Was für eine Aufregung am Montagmittag vor dem Liegeplatz der Wismarer Kogge am Alten Hafen! Die Kids vom Verein „Licht am Horizont“ warteten genauso wie die Koggencrew geduldig auf das Fernsehteam rund um ihre beiden plüschigen Helden aus dem Fernsehen. Maus und Elefant – wer kennt nicht die Sendung mit der Maus?

Die Plüschfiguren kamen nicht – ein Elefant passt ja auch gar nicht auf die Kogge, lachten die Kinder. Aber das Fernsehteam rund um Moderatorin Siham El-Maimouni und Autorin Birgit Quastenberg besuchte Wismar und den Koggennachbau.

Wie funktioniert ein Gimbal?

Siham El-Maimouni, die seit April auch regelmäßig die Sendung „Titel, Themen, Temperamente“ moderiert, erkannten viele Kinder sofort. Sie hatte kleine Geschenke für die Kinder des Vereins dabei. Der Verein kümmert sich seit Jahren mit besonderen Aktionen um Kinder, beispielsweise aus wirtschaftlich schwachen Verhältnissen oder Wohngruppen.

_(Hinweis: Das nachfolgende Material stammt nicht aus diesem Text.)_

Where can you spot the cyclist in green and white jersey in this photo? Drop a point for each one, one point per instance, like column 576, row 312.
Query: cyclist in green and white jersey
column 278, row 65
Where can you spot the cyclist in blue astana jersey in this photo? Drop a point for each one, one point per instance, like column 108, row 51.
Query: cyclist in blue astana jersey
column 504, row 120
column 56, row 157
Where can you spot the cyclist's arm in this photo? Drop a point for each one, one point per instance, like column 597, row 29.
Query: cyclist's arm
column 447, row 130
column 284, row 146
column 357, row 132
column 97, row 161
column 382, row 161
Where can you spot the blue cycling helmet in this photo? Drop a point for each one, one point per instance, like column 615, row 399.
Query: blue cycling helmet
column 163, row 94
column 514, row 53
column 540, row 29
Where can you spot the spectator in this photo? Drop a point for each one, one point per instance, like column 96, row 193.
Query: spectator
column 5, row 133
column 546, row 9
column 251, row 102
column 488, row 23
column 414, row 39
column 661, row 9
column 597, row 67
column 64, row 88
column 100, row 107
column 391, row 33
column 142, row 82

Birgit Quastenberg verrät, was auf der Kogge gedreht wird: „Es geht um das moderne Gimbal und die kardanische Aufhängung.“ Die kardanische Lagerung – die englische Übersetzung dafür ist „Gimbal“ – ist eine höchst praktische Aufhängung in zwei sich schneidenden und beweglichen Achsen. „Auf der Kogge gibt es zum Beispiel einen tollen Kompass, der so gelagert ist.“ Und manch ein Herd unter Deck hängt in so einem Gestell, damit bei Seegang die Suppe nicht überschwappt.

Kompass und Kamera wackeln weniger bei Seegang

Und der Kameramann des Fernsehteams nutzte auch so eine Aufhängung – für seine Kamera! Mit diesem „Gimbal“ kann er nämlich verwacklungsärmer filmen und zum Beispiel von einer Seite zur anderen schwenken, ohne dass das Kamerabild ruckelt oder wackelt wie beim Seegang. Wer jetzt von den Erwachsenen das technische Prinzip nicht verstanden hat, sollte „Die Sendung mit der Maus“ nicht verpassen! Wahrscheinlich wird die Folge aus Wismar schon im August gezeigt, passend zur Urlaubszeit.

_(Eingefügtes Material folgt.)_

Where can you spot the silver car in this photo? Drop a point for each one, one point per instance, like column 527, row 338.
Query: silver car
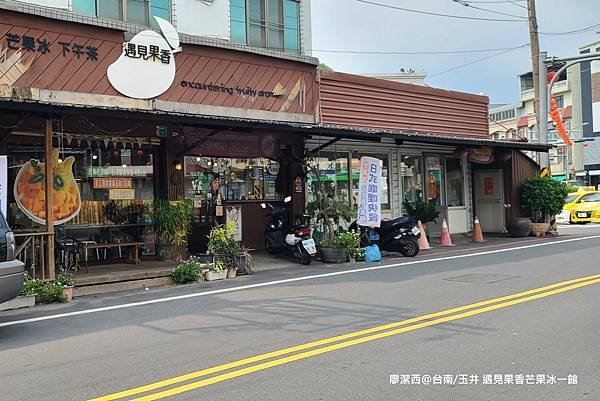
column 11, row 269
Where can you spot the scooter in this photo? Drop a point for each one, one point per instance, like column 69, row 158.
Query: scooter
column 397, row 235
column 294, row 242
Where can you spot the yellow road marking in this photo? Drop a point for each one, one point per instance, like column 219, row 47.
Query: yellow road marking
column 512, row 299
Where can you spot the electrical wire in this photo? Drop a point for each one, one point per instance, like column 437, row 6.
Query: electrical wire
column 464, row 3
column 478, row 61
column 373, row 3
column 576, row 31
column 382, row 52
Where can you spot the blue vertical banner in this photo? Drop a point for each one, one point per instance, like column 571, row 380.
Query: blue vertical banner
column 369, row 199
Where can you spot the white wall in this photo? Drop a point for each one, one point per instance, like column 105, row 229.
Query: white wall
column 196, row 17
column 50, row 3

Die Kinder wären gerne mitgesegelt auf der Kogge – das darf gerade nicht sein. Für das Koggenteam war der Besuch der Kinder und des Fernsehteams aber auch Startschuss für mehr Engagement. Der Verein will noch enger mit dem Verein „Licht am Horizont“ zusammenarbeiten und das Angebot auch für Schulen und damit Jugendliche ausbauen. „Wir wollen das maritime Erbe der Stadt an die Jugend weitergeben“, erklärt Gerd Elmke vom Koggenbüro.

Er hat noch eine große Bitte: Der Verein sucht einen Bootsmann und einen Maschinisten für die Kogge, im Ehrenamt natürlich. Einfach an Bord melden!